O diretor da Aldeia de Santa Isabel, António Duarte Amaro
Como caracteriza o modelo de ensino?
Partilhamos um modelo descolarizado: a base do projeto da aldeia é a oficina, não a sala de aula. A vertente teórica tem de estar aliada à prática e os programas desenhados com base na necessidade do seu percurso profissional. A manutenção da aldeia é, em grande parte, feita pelos jovens. Além disso, há uma pluralidade de atividades (25% do currículo está afeto às artes), ações de formação (como a violência no namoro) e equipas que os acompanham (psicólogos, assistentes sociais, equipa educativa).
Como se manifesta o contacto entre gerações?

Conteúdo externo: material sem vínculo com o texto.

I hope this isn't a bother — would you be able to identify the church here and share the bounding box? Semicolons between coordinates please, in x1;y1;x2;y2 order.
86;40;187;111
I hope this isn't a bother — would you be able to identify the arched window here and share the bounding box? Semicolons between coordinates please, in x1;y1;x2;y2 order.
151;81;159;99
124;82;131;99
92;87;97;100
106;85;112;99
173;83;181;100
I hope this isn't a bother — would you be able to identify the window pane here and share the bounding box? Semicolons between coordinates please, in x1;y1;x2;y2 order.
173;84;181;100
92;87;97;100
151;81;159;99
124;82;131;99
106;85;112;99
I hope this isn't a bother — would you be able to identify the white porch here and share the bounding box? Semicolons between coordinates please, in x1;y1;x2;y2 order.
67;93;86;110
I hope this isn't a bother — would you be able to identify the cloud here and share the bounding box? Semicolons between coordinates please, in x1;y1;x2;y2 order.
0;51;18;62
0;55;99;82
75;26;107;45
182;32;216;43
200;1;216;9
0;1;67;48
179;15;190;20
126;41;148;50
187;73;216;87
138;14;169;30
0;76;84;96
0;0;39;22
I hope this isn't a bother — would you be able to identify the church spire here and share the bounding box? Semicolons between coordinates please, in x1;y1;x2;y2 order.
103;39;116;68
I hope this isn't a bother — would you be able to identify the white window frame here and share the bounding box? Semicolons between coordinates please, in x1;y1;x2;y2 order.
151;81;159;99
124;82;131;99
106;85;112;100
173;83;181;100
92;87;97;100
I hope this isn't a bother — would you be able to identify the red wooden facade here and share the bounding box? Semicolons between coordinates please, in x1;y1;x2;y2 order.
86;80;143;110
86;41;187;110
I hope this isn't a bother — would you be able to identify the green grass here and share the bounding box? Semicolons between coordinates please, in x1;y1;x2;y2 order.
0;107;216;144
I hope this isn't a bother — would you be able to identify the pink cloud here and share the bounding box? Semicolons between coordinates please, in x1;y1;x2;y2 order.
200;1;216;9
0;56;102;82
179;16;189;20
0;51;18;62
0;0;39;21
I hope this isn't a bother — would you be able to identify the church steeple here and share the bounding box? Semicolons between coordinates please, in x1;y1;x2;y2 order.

Se algum idoso tiver um problema em casa recorre aos jovens das oficinas; as senhoras usufruem do cabeleireiro, manicura, pedicura e estética enquanto conversam com as alunas; encontram-se no café, nos jardins ou na cerâmica. Também há uma participação conjunta em atividades variadas, como leitura de livros, passagem de modelos intergeracional, a festa da entrega dos diplomas, além do Natal, Páscoa, Dia do Idoso, Dia da Criança, Dia da Mulher, Dia do Pai ou dos Namorados, e até um jovem ardina que percorre as ruas de bicicleta para deixar a revista “Ecos da Aldeia” em todas as paragens.